A flight departing on June 12, arriving in Nice four hours before kick-off, and returning the following day starts at £415.

Fans flying out the day before the game and returning on June 13 still face prices starting at £335. A similar journey the previous month costs just £103.

A direct flight from Belfast to Paris for the Germany game will cost more than £500.

Travel expert Simon Calder said fans heading to the Euros on a budget should avoid the airport. "The budget option is to pack your pals into a car and take advantage of cheap Channel crossings from Dover/Folkestone to Calais/Dunkirk," he said.

"The ferry firms have oceans of capacity, and you should find fares under £100 return for a vehicle and up to nine people, even on key dates. P&O Ferries is offering fans a discount if they book Larne-Cairnryan and Dover-Calais ferries on the same reservation."

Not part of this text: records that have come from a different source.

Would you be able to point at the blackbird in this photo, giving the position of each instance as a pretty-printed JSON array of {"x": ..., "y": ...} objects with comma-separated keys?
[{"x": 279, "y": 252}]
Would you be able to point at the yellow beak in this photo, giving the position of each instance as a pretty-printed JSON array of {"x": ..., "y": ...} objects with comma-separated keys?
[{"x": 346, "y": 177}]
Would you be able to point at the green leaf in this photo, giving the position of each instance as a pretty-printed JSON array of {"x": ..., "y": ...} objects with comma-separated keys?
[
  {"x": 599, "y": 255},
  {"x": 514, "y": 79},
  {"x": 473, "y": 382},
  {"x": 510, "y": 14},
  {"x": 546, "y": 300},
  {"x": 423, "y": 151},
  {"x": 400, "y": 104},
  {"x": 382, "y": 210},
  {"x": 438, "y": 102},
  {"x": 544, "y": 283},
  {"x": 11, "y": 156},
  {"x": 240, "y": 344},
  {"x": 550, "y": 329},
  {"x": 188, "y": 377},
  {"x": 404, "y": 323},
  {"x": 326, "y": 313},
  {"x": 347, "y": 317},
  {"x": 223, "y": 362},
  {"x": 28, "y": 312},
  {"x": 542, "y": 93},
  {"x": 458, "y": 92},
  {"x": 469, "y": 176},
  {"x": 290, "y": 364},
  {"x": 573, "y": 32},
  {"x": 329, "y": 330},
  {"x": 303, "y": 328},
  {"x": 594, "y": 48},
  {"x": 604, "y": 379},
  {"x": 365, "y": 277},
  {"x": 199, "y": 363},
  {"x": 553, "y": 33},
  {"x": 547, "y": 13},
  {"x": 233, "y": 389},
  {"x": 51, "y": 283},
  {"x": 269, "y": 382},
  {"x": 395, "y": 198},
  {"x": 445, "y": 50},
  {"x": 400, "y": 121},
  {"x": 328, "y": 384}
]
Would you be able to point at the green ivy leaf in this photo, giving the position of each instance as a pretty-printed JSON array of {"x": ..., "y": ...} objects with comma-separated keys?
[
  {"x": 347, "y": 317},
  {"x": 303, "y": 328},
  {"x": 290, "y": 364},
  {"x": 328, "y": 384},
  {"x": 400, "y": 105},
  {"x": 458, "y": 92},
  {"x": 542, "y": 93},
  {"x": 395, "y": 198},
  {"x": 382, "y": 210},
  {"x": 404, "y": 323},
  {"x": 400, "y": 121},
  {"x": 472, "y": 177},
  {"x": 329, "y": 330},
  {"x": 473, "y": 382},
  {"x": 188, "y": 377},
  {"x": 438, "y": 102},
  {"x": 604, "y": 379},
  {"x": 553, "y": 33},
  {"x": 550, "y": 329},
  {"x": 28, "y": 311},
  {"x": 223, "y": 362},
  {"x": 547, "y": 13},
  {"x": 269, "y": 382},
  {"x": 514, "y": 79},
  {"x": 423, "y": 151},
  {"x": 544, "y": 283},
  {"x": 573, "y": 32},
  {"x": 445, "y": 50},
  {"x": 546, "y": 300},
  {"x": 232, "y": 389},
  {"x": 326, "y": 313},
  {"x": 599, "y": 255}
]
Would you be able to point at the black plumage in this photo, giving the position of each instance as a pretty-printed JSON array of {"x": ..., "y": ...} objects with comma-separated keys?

Once fans have their travel arranged, they face the even trickier prospect of getting their hands on tickets.

The Irish FA has said supporters will be allowed to apply for two tickets to the games.

Fans' loyalty will be rewarded with those who regularly attended matches during the qualifying campaign given priority.

Lyon (59,000) and Paris (48,000) are among the larger grounds.

But the Stade de Nice, the venue for the opening game, is the second-smallest of the 10 stadiums, holding just 36,000.

Northern Ireland were bottom seeds and so were always going to get a tough draw. But having defied the odds to reach Euro 2016, few would bet against them pulling off another surprise or two.

O'Neill admits his side have a mountain to climb if they are to progress to the knockout rounds.

"Germany were the team from pot one that we wanted the least," he said.

"We play them in the next World Cup qualifying campaign as well. But having drawn them, I felt the big thing was to avoid possibly Italy out of pot two, which we managed to do.

"And I think that while it's a tough group, I believe it's a group that we can be competitive in."